I read that as the management didn't think of you highly enough, or that they
don't think you could pull it off or that what you did is significant enough.
They may also have no incentive to dilute their shares for a workable solution
by their existing employees (NIH?). Anyway to look at it, it is bad.

In other comments others mentioned non-compete. At least in California non-
compete is pretty much unenforcible, but IP right protection is. During your
employment they do have IP rights to inventions you made unless (a) they are
not in the same field or (b) you have disclosed it as prior invention per a
typical employment agreement. Now that since (a) no longer applies, you better
make sure you notify them and file a formal amendment to your employment
agreement that whatever you worked on is considered prior invention. Or else
from now on they may claim the right to not just what you're about to do, but
also the hard work you've done. This is serious stuff.

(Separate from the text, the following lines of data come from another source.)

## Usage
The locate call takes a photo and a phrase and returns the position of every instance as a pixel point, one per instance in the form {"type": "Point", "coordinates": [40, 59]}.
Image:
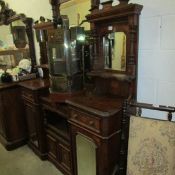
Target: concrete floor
{"type": "Point", "coordinates": [23, 161]}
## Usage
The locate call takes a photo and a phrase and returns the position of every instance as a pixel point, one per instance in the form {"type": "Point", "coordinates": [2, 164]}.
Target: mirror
{"type": "Point", "coordinates": [114, 51]}
{"type": "Point", "coordinates": [17, 51]}
{"type": "Point", "coordinates": [18, 30]}
{"type": "Point", "coordinates": [13, 46]}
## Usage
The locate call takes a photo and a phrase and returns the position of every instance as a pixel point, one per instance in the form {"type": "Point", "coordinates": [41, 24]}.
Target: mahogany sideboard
{"type": "Point", "coordinates": [12, 121]}
{"type": "Point", "coordinates": [31, 92]}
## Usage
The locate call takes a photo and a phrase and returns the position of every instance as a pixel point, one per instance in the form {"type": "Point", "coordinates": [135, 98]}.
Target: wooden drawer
{"type": "Point", "coordinates": [87, 120]}
{"type": "Point", "coordinates": [64, 156]}
{"type": "Point", "coordinates": [28, 95]}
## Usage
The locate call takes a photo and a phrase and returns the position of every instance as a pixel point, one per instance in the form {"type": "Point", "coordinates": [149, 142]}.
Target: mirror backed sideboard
{"type": "Point", "coordinates": [79, 129]}
{"type": "Point", "coordinates": [17, 44]}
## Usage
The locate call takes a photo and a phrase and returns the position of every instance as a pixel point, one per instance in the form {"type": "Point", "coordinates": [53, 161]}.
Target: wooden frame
{"type": "Point", "coordinates": [7, 16]}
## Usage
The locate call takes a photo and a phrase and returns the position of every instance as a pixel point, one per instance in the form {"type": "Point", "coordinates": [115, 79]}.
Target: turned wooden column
{"type": "Point", "coordinates": [56, 12]}
{"type": "Point", "coordinates": [123, 1]}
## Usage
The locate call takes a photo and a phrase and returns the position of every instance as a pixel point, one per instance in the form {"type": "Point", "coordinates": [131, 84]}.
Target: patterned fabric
{"type": "Point", "coordinates": [151, 148]}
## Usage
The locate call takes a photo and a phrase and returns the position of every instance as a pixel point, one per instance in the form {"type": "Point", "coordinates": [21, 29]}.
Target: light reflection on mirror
{"type": "Point", "coordinates": [114, 51]}
{"type": "Point", "coordinates": [10, 56]}
{"type": "Point", "coordinates": [19, 34]}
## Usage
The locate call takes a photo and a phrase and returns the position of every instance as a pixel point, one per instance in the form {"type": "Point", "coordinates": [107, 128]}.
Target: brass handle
{"type": "Point", "coordinates": [75, 116]}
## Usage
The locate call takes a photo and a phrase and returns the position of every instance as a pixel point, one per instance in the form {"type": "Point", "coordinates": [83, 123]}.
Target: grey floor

People and companies
had been destroyed by like this. Either way, I think you can no longer
continue your moonlight path on this very subject under their employment
(unless you get them to put an exception clause to your employment contract,
but I doubt they'll entertain that). I hope you work out something with them
so they use your stuff and reward you.

------
jbhelms
In Cambridge Engineering, Inc. v. Mercury Partners they found that the non-
compete clause was so broad as to keep the employee from finding reasonable
work, so it was thrown out. In this case, you signed the non-compete agreement
while your company was performing A, now they want to perform B which is
something you do on the side. My guess would be that in order to enforce B
they would need you to sign a whole new NCA. I would check with a lawyer
though.

------
imp
Make sure you follow everything in this article, and get something signed by
them: <http://blog.asmartbear.com/working-startup.html>